# Emergancy Drains



## gladerunner (Jan 24, 2009)

I'm doing a 3 story 28 unit apt house. Each unit has it's own mechanical room with hot water heater, furnace, and washer/dryer. I spoke with the inspector today about installing a floor drain in each mechaniical room and using the condensate from the condensing furnaces/ac as a trap primer. He gave me the ok. Just wondering what your thoughts are. note that we are required to use cast-iron and copper on any thing over 3 units. So not running emergancy drains to the basement will be a big savings


----------



## DesertOkie (Jul 15, 2011)

That's how a lot of them are done here. Please put the drain where it can be ran with a cable.


----------



## RealLivePlumber (Jun 22, 2008)

You had best install a neutralizer in the drain from the condensing furnace. It'll eat that cast and copper real quick.
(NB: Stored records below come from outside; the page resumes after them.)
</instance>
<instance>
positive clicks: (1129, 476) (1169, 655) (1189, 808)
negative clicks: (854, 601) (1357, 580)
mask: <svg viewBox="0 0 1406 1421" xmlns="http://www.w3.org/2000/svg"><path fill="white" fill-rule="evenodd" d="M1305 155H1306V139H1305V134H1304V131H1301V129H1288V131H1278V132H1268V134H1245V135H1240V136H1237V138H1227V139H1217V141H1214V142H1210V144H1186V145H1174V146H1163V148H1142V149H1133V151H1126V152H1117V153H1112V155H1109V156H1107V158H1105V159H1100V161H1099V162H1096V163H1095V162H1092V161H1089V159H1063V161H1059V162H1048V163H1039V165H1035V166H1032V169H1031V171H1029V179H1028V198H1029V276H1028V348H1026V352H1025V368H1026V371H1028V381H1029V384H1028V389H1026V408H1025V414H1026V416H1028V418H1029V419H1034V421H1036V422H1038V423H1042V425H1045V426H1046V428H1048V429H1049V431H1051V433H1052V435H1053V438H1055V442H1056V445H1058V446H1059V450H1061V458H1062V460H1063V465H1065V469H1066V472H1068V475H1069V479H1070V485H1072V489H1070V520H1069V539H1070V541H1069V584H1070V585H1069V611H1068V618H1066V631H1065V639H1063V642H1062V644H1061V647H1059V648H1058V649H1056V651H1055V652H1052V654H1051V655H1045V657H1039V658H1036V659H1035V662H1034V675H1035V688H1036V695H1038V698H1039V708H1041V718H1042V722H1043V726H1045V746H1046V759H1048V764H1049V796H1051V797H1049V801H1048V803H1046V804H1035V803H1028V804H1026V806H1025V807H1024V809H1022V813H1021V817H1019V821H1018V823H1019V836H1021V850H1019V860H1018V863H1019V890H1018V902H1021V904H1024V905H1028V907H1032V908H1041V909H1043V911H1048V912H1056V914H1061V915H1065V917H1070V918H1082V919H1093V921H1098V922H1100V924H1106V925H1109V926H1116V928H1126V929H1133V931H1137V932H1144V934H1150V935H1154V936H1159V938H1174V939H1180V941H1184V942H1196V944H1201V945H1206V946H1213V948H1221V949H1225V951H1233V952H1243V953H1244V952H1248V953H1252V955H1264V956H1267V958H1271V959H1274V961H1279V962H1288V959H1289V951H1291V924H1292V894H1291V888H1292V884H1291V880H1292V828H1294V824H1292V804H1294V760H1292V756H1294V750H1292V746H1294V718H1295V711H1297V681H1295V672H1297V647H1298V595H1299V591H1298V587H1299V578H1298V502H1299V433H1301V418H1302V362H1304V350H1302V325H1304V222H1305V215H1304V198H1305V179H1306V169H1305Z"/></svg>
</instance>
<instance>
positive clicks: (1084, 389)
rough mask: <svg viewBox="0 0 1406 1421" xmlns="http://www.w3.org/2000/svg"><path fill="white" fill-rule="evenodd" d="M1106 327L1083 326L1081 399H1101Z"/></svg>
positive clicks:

Course, no one will maintain it anyway.


----------



## BROOKLYN\PLUMB (May 21, 2010)

RealLivePlumber said:


> You had best install a neutralizer in the drain from the condensing furnace. It'll eat that cast and copper real quick.
> 
> Course, no one will maintain it anyway.


Yep


----------



## The real E.P. (Aug 9, 2011)

I am assuming that you are from the states do you guys use xfr or system 15 pipe? Both are fire rated, system 15 is for 3000 square feet or less or up to 3stories xfr is for anything over ...... I think don't do a lot of high rise or commercial


----------